Современная клиническая медицина разделилась на две гетерогенные части: одна считается более продвинутой и научной и включает все расстройства, объясняющиеся с точки зрения физиологии и общей патологии (например, сердечная недостаточность, диабет, инфекционные заболевания и т. д.), другая же считается менее научной и включает большое количество недомоганий неясного генеза, имеющих зачастую психогенное происхождение. Особенностью этой двойственной ситуации — типичного проявления инерции человеческого мышления — является стремление загнать как можно больше заболеваний в инфекционную этиологическую схему, в которой патогенный фактор и патологический эффект взаимосвязаны достаточно простым образом. Когда инфекционное или какое-либо другое органическое объяснение неприменимо, современный клиницист весьма склонен утешать себя надеждой, что когда-нибудь в будущем, когда особенности органических процессов будут лучше изучены, фактор психики, который пока что приходится признавать, будет совершенно устранен. Тем не менее постепенно все больше клиницистов начинают признавать, что даже в случае заболеваний, хорошо объяснимых с точки зрения физиологии, таких, как диабет или гипертоническая болезнь, известны только последние звенья причинной
цепочки, тогда как исходные этиологические факторы до сих пор остаются неясными. При подобных условиях накапливающиеся наблюдения говорят о воздействии «центральных» факторов, причем слово «центральные» — по-видимому, лишь эвфемизм для слова «психогенные».
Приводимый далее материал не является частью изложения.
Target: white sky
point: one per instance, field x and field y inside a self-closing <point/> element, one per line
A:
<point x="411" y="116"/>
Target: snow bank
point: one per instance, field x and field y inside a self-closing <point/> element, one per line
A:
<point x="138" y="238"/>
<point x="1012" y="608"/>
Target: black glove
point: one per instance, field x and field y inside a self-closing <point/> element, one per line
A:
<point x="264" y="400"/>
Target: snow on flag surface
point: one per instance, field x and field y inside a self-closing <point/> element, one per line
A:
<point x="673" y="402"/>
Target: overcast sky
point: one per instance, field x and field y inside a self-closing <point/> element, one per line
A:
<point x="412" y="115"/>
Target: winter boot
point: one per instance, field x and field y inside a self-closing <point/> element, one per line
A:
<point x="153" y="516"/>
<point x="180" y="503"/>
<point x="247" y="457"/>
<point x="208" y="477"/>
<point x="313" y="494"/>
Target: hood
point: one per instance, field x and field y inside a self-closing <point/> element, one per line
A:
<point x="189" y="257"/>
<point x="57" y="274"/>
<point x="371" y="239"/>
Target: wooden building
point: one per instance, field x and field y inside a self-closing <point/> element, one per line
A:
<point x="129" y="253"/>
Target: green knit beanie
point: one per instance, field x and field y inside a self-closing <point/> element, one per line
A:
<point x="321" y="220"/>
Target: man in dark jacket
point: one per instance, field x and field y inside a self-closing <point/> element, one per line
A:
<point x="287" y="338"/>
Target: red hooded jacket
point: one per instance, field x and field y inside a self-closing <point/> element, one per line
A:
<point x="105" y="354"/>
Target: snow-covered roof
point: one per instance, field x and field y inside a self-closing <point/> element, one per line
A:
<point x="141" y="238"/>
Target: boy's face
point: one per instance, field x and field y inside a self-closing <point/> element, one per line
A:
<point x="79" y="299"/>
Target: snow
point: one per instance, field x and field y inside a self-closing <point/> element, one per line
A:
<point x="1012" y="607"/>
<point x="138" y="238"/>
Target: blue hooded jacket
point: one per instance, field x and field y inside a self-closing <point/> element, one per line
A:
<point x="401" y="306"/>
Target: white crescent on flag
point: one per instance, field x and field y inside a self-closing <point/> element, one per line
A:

Такое положение вещей легко объясняет странное расхождение между официально-теоретической и реально-практической установками врача. В своих научных трудах и выступлениях перед коллегами он будет подчеркивать необходимость узнавать как можно больше о физиологических и патологических процессах, лежащих в основе заболевания, и не станет всерьез рассматривать психогенную этиологию; тем не менее в частной практике он не колеблясь посоветует больному, страдающему от гипертонии, расслабиться, попробовать относиться к жизни не так серьезно и не работать слишком много; он постарается убедить больного в том, что настоящая причина повышенного кровяного давления заключается в его сверхактивном амбициозном отношении к жизни. «Раздвоение личности» современного клинициста проявляется отчетливей, чем любое другое слабое место сегодняшней медицины. В рамках медицинского сообщества практикующий врач волен позволить себе «научную» установку, представляющую собой по сути догматическую антипсихологическую позицию. Поскольку он не знает точно, как работает этот психический фактор, поскольку это противоречит всему, что он изучал в курсе медицины, и поскольку признание психического фактора подрывает физико-химическую теорию жизни, практикующий врач старается по мере возможности игнорировать психи
ческий фактор. Однако, как врач, он не может игнорировать его полностью. Когда он сталкивается с больными, врачебная совесть заставляет его уделять основное внимание этому ненавистному фактору, важность которого он инстинктивно чувствует. Ему приходится с ним считаться, при этом он оправдывает себя фразой, что медицина — не только наука, а еще и искусство. Он не осознает, что то, что он считает медицинским искусством, — не что иное, как более глубокое, интуитивное — то есть невербализованное — знание, полученное им за долгие годы своей клинической практики. Значение психиатрии, и в частности психоаналитического метода, для развития медицины состоит в том, что она дает эффективный метод изучения психологических факторов заболевания.